3. Any lacunae in the laws and regulations along with recommended best practices of risks, controls and compliance processes must be reformed, embedded in the legal framework early and effectively enforced
4. Public Administration, Finance Ministry, Central Bank, FIU, Bank Supervision, Exchange Management Departments, and Key Revenue Agencies must issue new good governance assurance requirements for management compliance ensuring effective best practices of risks and controls and compliance processes are embedded and are effectively embedded; with compliance officers specifically required ensure they are in force along with processes for whistle blowing and reporting of non-compliance with laws and regulations (NOCLAR)
5. Law Enforcement and Attorney General’s Department must ensure that any institution and any key leadership persons failing to discharge their accountability for effective governance, regulatory controls, oversight supervision with best practices of risks mitigation, control and compliance, including all associated parties who have directly or indirectly participated or facilitated or even by their gross negligence aided and abetted the any frauds, scams or professional accountability actions with gross negligence or have acted without good faith, diligent application of their expected executive functions, knowingly and willfully or otherwise, and have caused losses of vital national resources, (here importantly including Regulators and Public Institutions) should be investigated and if guilty prosecuted and penalised.
6. All directors and officers, entrepreneurs, professionals and public practitioners, including External Auditors, Professional Accountants, Lawyers, Valuers, Consultants etc associated with or have failed in the due discharge of their professional accountability or have by their negligence caused or have aided and abetted the fraud, scam or money laundering or other offenses with proceeds of crime and wealth accumulation must also be investigated and if guilty prosecuted and penalised.
7. All professional bodies (eg.

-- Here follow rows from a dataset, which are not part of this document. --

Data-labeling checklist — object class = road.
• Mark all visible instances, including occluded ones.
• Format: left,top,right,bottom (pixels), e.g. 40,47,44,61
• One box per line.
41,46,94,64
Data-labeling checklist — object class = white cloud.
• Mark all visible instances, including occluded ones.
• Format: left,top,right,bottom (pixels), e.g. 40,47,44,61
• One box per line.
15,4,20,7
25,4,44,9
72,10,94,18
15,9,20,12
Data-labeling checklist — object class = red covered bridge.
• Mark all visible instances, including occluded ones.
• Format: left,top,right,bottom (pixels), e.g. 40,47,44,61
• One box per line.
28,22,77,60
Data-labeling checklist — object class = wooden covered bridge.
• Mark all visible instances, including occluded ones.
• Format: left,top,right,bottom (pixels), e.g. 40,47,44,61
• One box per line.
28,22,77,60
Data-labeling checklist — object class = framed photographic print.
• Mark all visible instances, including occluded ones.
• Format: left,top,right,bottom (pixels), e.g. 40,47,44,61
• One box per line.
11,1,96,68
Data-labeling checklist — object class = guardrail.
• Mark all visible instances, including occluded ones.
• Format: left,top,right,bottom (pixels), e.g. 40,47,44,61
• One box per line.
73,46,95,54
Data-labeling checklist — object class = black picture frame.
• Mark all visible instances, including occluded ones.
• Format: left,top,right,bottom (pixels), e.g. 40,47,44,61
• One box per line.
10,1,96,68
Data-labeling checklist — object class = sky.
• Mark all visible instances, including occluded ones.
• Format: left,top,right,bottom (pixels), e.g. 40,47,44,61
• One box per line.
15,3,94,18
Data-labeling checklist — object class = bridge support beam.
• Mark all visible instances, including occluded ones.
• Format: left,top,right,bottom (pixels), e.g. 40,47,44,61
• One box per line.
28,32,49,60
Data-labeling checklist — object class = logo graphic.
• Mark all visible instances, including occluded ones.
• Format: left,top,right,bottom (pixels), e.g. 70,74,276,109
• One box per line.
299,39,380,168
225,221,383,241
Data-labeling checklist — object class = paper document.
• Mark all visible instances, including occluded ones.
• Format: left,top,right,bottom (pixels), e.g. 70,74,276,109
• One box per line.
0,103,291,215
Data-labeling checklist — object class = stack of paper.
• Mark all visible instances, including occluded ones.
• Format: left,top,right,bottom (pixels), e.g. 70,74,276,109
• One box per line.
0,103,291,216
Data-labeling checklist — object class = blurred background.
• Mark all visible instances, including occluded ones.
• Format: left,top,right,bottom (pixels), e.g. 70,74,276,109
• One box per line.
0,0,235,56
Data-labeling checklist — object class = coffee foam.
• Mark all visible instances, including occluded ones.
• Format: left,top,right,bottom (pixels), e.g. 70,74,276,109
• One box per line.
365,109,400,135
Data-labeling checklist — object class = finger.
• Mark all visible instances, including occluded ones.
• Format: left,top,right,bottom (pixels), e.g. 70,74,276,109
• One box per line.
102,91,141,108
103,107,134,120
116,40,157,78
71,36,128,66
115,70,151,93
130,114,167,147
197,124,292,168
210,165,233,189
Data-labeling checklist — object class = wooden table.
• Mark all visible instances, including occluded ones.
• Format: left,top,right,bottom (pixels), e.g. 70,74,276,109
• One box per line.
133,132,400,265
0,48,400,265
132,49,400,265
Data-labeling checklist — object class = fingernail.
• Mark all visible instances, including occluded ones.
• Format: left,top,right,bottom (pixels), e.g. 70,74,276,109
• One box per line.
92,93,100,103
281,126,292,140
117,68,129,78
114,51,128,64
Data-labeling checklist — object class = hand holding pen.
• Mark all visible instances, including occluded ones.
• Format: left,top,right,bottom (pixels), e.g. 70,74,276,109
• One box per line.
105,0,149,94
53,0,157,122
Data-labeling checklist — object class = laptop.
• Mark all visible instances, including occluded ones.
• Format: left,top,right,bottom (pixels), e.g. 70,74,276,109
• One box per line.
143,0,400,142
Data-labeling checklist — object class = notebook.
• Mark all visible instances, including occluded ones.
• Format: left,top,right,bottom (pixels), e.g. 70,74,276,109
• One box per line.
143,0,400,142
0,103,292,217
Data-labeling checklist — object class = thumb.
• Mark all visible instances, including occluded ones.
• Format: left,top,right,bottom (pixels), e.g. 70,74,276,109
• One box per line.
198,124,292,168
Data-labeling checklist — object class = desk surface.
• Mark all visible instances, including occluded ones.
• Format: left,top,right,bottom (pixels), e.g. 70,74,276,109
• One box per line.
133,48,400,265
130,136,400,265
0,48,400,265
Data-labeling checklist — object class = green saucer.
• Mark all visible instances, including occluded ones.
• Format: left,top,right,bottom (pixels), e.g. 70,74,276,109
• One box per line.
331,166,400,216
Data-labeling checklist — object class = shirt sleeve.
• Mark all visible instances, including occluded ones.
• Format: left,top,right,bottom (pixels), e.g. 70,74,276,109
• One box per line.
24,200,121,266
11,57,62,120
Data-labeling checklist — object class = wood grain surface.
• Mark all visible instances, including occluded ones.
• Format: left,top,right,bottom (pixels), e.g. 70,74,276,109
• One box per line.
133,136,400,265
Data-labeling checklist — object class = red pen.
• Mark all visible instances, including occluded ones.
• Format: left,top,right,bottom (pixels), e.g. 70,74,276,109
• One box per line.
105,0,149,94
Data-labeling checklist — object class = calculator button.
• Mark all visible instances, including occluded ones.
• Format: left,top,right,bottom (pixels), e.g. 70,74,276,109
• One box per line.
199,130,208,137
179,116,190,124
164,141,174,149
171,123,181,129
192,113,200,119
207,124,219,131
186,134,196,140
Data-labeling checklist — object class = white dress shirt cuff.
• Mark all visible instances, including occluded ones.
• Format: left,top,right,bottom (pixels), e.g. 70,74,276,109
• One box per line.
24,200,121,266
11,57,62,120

Institute of Chartered Accountants, Chartered Financial Analysts, BASL, OPA, Bankers Institute, Institute of Engineers, Computer Society), must strictly enforce Codes of Conduct and Ethics, and Professional Standards and enforcement of disciplinary actions against the errant.
8. Auditor General must be required to review all such instances of fraud, scams and money laundering by the conduct of a post audit and make recommendations with lessons learnt based reform measures essential for effective management and supervision with implementation surcharge provisions against errant parties
9. Revisit the Express Pearl Claim Processes and associated illegal actions of any of the involved parties and local authorities, local agents and officials of public institutions and enforce effective action to recover damages assessed.